在纷乱的线索中,薛仁用极快的速度将一切串联起来。隐隐地,他有了一个可怕的不可置信的推测。
两人各执一词,杨育选择信谁,不言而喻。
她用心碎的目光,看着被冯时易用枪指着的母亲,却始终没有向他那边走去,哪怕一步。
冯时易意识到,人质已经失去价值。
他当着杨育的面,扣下扳机。
枪声中,杨育猛地捂住嘴,瞳孔剧烈震荡。
那一瞬间,强烈的失去感击中她,泪水不自控地滑落。
可诡异的是,承受了如此直观的精神冲击,他们所处的梦境依然岿然不动,她的意识状态没有任何改变,像一潭死水。
杨育抬手擦泪,发现眼前的世界模糊。
她揉着眼睛,想把视野找回来,却越揉越灰。
薛仁和冯时易都留意到杨育的异常动作。
不仅如此,薛仁提起她的袖子,上面有一道血迹。杨育的后背受了伤。冯时易第一次开枪击碎屏幕时,炸开的玻璃碎片划破了她的皮肤。
杨育伸手摸了摸背后,摸到满手的血。她低头看着自己的手,一脸困惑,仿佛根本感觉不到疼。
“知觉丧失……知觉丧失。”冯时易盯着她的状况,念着念着,终于想明白一切,“是你,你在梦外做了手脚。”

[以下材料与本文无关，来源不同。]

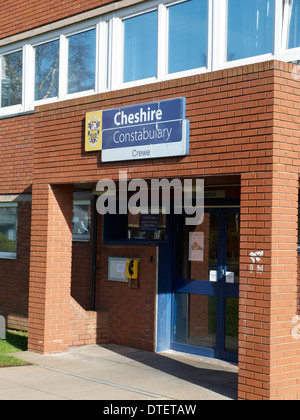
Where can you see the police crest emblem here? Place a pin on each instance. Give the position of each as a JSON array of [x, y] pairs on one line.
[[93, 140]]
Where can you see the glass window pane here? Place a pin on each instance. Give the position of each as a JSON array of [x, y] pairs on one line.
[[198, 257], [140, 47], [195, 320], [250, 28], [8, 229], [46, 70], [294, 29], [81, 61], [233, 247], [81, 221], [231, 325], [11, 79], [188, 35]]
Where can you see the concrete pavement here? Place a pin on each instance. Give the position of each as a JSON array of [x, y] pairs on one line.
[[112, 372]]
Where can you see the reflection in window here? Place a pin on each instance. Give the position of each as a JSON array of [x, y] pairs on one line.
[[8, 228], [250, 28], [82, 61], [11, 79], [140, 47], [46, 70], [188, 35], [294, 27], [81, 220]]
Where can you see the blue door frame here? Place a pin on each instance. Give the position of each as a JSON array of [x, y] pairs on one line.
[[168, 284]]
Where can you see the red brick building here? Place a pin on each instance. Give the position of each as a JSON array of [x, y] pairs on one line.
[[239, 299]]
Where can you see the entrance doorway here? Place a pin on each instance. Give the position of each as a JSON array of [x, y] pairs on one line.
[[205, 286]]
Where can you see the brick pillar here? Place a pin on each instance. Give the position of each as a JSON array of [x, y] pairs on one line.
[[269, 350], [50, 269]]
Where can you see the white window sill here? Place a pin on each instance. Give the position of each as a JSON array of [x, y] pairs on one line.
[[8, 255]]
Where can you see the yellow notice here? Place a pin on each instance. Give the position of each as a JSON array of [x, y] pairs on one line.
[[93, 131]]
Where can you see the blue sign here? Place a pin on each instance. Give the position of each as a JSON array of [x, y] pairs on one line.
[[151, 130]]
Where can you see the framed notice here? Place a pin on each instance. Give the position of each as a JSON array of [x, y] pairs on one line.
[[196, 246], [117, 269]]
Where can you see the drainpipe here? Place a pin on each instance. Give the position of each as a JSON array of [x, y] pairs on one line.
[[94, 254]]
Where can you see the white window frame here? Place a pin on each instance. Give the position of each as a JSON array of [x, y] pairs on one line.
[[14, 109], [10, 255]]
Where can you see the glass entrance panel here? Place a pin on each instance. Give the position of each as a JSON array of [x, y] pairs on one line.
[[231, 324], [206, 285], [233, 247], [195, 320]]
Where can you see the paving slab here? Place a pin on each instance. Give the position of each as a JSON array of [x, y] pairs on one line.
[[112, 372]]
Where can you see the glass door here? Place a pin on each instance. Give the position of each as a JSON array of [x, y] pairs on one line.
[[205, 285]]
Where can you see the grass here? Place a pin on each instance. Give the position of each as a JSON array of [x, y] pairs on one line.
[[16, 341]]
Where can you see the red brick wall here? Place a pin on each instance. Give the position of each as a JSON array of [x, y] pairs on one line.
[[231, 129], [243, 121], [16, 158], [14, 278]]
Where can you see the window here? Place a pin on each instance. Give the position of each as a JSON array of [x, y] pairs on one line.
[[250, 28], [8, 230], [11, 79], [188, 26], [294, 24], [46, 70], [140, 47], [81, 61], [82, 220]]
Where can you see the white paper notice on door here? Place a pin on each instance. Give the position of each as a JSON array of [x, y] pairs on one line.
[[213, 275], [229, 277], [196, 246]]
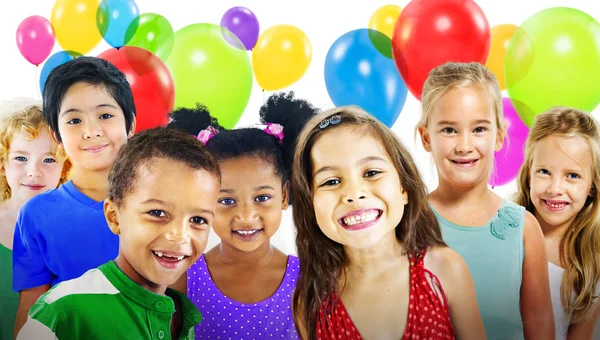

他举起枪,对准她:“贱人,我这么信你,你居然暗算我!”
庞大的冲击也无法撼动杨育的梦境状态,这意味着,她无法被唤醒——是对于她最糟糕的情况。也因此,薛仁没必要再维持梦的合理性。
他一动念,天花板轰然崩塌,水晶灯砸向冯时易。
先前被薛仁的意念压制的火势骤然失控,火舌舔上冯时易动弹不得的身体。如果他真有独立的登出方式,他要逼着他使用。